Big bang effect – Army reservists take out big guns to trigger avalanches

Gunner David Rottluff is just moments away from setting off an avalanche.

As one of six artillery gunners preparing to fire a powerful Howitzer gun, the army reservist’s voice becomes clipped with excitement.

They’re about to trigger an avalanche in Glacier National Park that otherwise might have led to catastrophe for traffic along Rogers Pass, a section of the Trans-Canada Highway and the Canadian Pacific Railway line between Golden and Revelstoke.

For the first time since the Canadian Forces’ Operation Palaci began more than 50 years ago, reserve artillery soldiers from 5th Field Artillery Regiment at the Bay Street Armoury in Victoria are involved.

The amount of action the avalanche control teams have seen this winter has been historic – they recently fired six month’s worth of ammunition in 10 days.

“This year has been crazy,” said Victoria resident Sgt. Lisa Kachanoski, supervisor of the Victoria team deployed to the mountains. “They were shooting night and day.”

The four-member team is a special addition to the operation, tasked with calculating firing data for new and improved artillery guns that arrive in March.

Their work means the guns – which are about the size of a Volkswagen Golf car and can level a house with a single blast – will be able to safely and precisely hit 271 targets along a 45-kilometre mountainous stretch.

When avalanches are imminent, Parks Canada staff call upon one of two gunnery teams that are on alert 24 hours a day, seven days a week from December to May.
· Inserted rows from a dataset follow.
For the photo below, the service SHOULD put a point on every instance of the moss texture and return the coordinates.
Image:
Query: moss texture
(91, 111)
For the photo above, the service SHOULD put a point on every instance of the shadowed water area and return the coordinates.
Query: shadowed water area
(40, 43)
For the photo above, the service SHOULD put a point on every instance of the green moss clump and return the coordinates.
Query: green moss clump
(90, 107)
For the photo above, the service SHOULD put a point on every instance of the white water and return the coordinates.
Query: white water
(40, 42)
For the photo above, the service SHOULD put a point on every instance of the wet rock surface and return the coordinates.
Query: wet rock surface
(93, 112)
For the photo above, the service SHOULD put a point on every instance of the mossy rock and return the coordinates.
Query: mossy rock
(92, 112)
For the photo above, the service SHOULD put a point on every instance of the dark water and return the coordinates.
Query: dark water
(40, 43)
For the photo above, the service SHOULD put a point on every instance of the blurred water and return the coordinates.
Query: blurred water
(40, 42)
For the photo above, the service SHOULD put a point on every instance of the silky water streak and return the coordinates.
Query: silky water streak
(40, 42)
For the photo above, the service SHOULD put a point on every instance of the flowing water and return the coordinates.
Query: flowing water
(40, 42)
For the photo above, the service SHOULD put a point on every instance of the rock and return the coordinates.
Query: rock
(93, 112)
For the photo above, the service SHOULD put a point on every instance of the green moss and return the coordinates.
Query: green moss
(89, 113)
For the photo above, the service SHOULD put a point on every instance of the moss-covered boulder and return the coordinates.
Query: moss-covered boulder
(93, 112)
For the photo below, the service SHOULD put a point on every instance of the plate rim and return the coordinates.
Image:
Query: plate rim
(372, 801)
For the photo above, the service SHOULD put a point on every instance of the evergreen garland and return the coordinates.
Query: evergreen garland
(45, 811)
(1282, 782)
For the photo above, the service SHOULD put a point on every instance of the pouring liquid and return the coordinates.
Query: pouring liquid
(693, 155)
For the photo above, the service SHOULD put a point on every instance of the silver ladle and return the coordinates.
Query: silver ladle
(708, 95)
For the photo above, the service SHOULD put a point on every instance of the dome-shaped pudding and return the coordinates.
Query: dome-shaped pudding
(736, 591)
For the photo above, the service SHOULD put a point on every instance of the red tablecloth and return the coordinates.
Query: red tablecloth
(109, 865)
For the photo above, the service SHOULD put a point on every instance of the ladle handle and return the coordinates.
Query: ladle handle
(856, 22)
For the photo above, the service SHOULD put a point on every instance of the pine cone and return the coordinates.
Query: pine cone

The highway and railway line are closed to traffic, the avalanches are triggered and the clean up begins if snow thunders across the main thoroughfares.

“We’re essentially the only team keeping the transport lines open between Canada and the rest of B.C.,” said Rottluff, who serves with the Victoria regiment’s Nanaimo battery. “Without us, it would cost the government millions of dollars.”

Every day about 4,000 vehicles and 40 trains travel through Rogers Pass.

“I love it up here,” Kachanoski explained. “It’s a change of pace and I’m putting my skills to work.”

Her enthusiasm for keeping people out of harm’s way is tangible even though most motorists and park users don’t realize the military plays such a vital role.

“The public might not know, but we know we’re doing that for them,” said Kachanoski. “It feels good.”